Random Walk
Random walks are often the central connection between graph-structured data and machine learning applications. A random walk starts at a graph node and follows one of its edges randomly to reach another node, then follows one of that node’s edges randomly to reach another node, and so on. Random walks allow us to translate the possibly-infinite dimensions of graph data into a linear string we can feed to graph neural networks.
Tuning the Walk Parameters
The random walk algorithms in Quine allow a user to tune the random walks as described in the Node2Vec paper. The return
parameter (sometimes called p
) determines how likely a walk is to return one step back where it came from (to “backtrack” to the previous node). The in-out
parameter (sometimes called q
) determines whether a walk is more likely to explore the local region (“neighborhood”) around a node or travel far afield to explore the graph far away.
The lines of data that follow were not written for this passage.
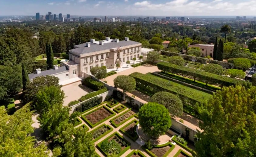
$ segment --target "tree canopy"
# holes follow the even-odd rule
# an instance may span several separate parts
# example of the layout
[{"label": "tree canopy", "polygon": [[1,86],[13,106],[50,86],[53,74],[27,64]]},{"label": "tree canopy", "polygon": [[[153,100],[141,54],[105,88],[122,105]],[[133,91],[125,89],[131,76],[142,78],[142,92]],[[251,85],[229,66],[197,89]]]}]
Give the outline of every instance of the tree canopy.
[{"label": "tree canopy", "polygon": [[154,137],[164,135],[172,124],[168,110],[156,103],[144,104],[140,109],[138,118],[143,132]]},{"label": "tree canopy", "polygon": [[256,88],[240,86],[217,90],[200,112],[203,131],[195,143],[198,156],[256,155]]},{"label": "tree canopy", "polygon": [[166,92],[159,92],[151,97],[151,101],[164,105],[173,116],[182,115],[183,104],[178,97]]}]

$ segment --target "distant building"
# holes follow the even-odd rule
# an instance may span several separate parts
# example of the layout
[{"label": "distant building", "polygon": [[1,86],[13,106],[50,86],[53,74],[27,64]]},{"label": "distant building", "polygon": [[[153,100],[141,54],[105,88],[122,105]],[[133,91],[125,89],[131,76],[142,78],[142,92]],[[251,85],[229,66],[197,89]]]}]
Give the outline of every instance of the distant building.
[{"label": "distant building", "polygon": [[36,14],[36,20],[40,19],[40,14],[39,12],[37,12]]},{"label": "distant building", "polygon": [[59,20],[62,20],[62,14],[61,13],[59,14]]},{"label": "distant building", "polygon": [[163,42],[163,46],[164,48],[167,48],[169,46],[169,44],[170,43],[170,41],[165,41]]},{"label": "distant building", "polygon": [[190,45],[189,47],[199,47],[201,50],[202,56],[205,57],[209,56],[213,57],[214,45],[210,44],[196,44]]},{"label": "distant building", "polygon": [[180,20],[183,21],[183,22],[185,21],[185,18],[184,17],[181,17],[180,18]]},{"label": "distant building", "polygon": [[108,22],[108,17],[107,16],[105,16],[104,18],[104,21]]}]

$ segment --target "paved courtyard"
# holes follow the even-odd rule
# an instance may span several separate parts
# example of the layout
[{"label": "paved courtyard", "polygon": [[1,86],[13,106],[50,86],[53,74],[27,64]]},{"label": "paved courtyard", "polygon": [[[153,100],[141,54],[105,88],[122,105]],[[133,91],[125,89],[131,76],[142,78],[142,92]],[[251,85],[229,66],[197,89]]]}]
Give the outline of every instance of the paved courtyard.
[{"label": "paved courtyard", "polygon": [[93,91],[90,89],[85,88],[84,86],[82,88],[82,83],[80,81],[75,82],[61,88],[61,90],[64,91],[65,96],[63,106],[67,106],[70,101],[77,100],[82,96],[88,94]]}]

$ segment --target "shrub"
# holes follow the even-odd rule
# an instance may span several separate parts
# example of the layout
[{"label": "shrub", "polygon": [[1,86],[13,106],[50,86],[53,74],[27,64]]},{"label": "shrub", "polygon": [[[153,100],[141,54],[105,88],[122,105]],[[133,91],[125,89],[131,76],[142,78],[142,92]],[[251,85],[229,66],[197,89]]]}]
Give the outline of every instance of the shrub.
[{"label": "shrub", "polygon": [[104,87],[102,82],[93,80],[90,77],[87,77],[82,81],[83,84],[97,91]]},{"label": "shrub", "polygon": [[7,112],[8,114],[12,114],[16,111],[14,103],[10,104],[7,106]]},{"label": "shrub", "polygon": [[204,71],[208,73],[221,75],[223,73],[223,68],[221,66],[216,64],[210,63],[204,67]]}]

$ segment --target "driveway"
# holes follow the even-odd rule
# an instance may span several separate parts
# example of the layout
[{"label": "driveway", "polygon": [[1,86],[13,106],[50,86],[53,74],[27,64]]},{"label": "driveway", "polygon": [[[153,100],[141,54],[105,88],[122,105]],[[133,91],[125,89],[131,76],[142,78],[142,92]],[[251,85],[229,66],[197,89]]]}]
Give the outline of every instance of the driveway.
[{"label": "driveway", "polygon": [[82,96],[93,91],[91,89],[86,87],[82,84],[80,82],[75,82],[61,88],[64,91],[65,96],[63,106],[67,106],[70,101],[78,100]]},{"label": "driveway", "polygon": [[157,67],[154,65],[146,64],[137,67],[128,69],[116,73],[114,75],[107,77],[102,79],[102,81],[107,81],[107,83],[114,87],[114,79],[119,75],[128,75],[135,72],[138,72],[144,74],[148,73],[153,73],[156,71],[161,71],[157,68]]}]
These parameters can tune the walks to learn different features of the graph and address different goals.
See the API documentation for a complete description of API parameters, types, allowed values, and description: algorithm/walk
Collecting Values While Walking
The standard approach to random walks returns only the ID of each node visited in the graph. This capability can be extended substantially by Quine’s ability to run an arbitrary Cypher query at each point in the random walk. This capability supports more advanced algorithms like Graph Convolutional Networks or GraphSAGE
Quine’s random walk algorithms include the ability to define an aggregation query
for each node encountered in a random walk. This can be used to explore the local neighborhood and/or aggregate multiple properties which get automatically collected in to random walk output. This can be used instead of, or in addition to, collecting node IDs.
The value of the query
parameter should be a Cypher query fragment which returns the desired data. The simplest example of this is a simple RETURN statement. A RETURN statement can return any number of values, separated by ,
s. If returning the same value multiple times, you will need to alias subsequent values with AS
so that column names are unique. If a list is returned, its content will be flattened out one level and concatenated with the rest of the aggregated values.
The provided query will have the following prefix prepended: MATCH (thisNode) WHERE id(thisNode) = $n
where $n
evaluates to the ID of the node on which the query is executed. The default value of the query
parameter is: RETURN id(thisNode)
Point in Time Walks
Most use cases for Quine include continuously running data ingests, which continue to modify the graph. To correctly generate a set of random walks, you need a view of the graph at a specific moment — without the graph changing from under the random walker.
Use Quine’s built-in historical query functionality by including a timestamp (milliseconds since the Unix epoch) in the at-time
parameter in your query request to generate random walks from the graph at any fixed historical moment.
The rest of the graph can keep changing, and the walk algorithm will see a consistent view of the graph.
Node-Anchored Walks
Generating a random walk from a specific node in Quine can be done either by calling a function in a Cypher query:
MATCH (n)
WHERE n = {some_constraint}
CALL random.walk(n, 10)
YIELD walk
RETURN walk
Or through the algorithm/walk/{id}
endpoint once that you know the node’s ID.
curl --request GET --url "http://localhost:8080/api/v1/algorithm/walk/{node_id}"
Full Graph Walks
Node-anchored walks start from one node and return one random walk. But most graph A.I. algorithms require building many walks from every node in the graph. To support this, Quine includes an API that will generate a stream of all random walks into a file for an entire graph—regardless of how large the graph is.
With an API PUT
to the algorithm/walk
endpoint, you can direct Quine to stream all the random walks from every node in the graph to a file stored locally or in an S3 bucket.
curl --request PUT --url http://localhost:8080/api/v1/algorithm/walk --header 'Content-Type: application/json' --data '{ "bucketName": "your-s3-bucket-name", "type": "S3Bucket" }'
Graph Walk File Output
The output file is a CSV where each row is one random walk. The first column will always be the node ID where the walk originated. Each subsequent column will be either:
a.) by default, the ID of each node encountered (including the starting node ID again in the second column), or
b.) optionally, the results of Cypher query executed from each node encountered on the walk; where multiple columns and rows returned from this query will be concatenated together sequentially into the aggregated walk results.
The resulting CSV may have rows of varying length.
The name of the output file is derived from the arguments used to generate it; or a custom file name can be specified in the API request body. If no custom name is specified, the following values are concatenated to produce the final file name:
- the constant prefix:
graph-walk-
- the timestamp provided in
at-time
or else the current time when run. A trailing_T
is appended if no timestamp was specified. - the
length
parameter followed by the constantx
- the
count
parameter - the constant
-q
follow by the number of characters in the suppliedquery
(0
if not specified) - the
return
parameter followed by the constantx
- the
in-out
parameter - the
seed
parameter or_
if none was supplied - the constant suffix
.csv
Example file name: graph-walk-1675122348011_T-10x5-q0-1.0x1.0-_.csv
The name of the actual file being written is returned in the API response body.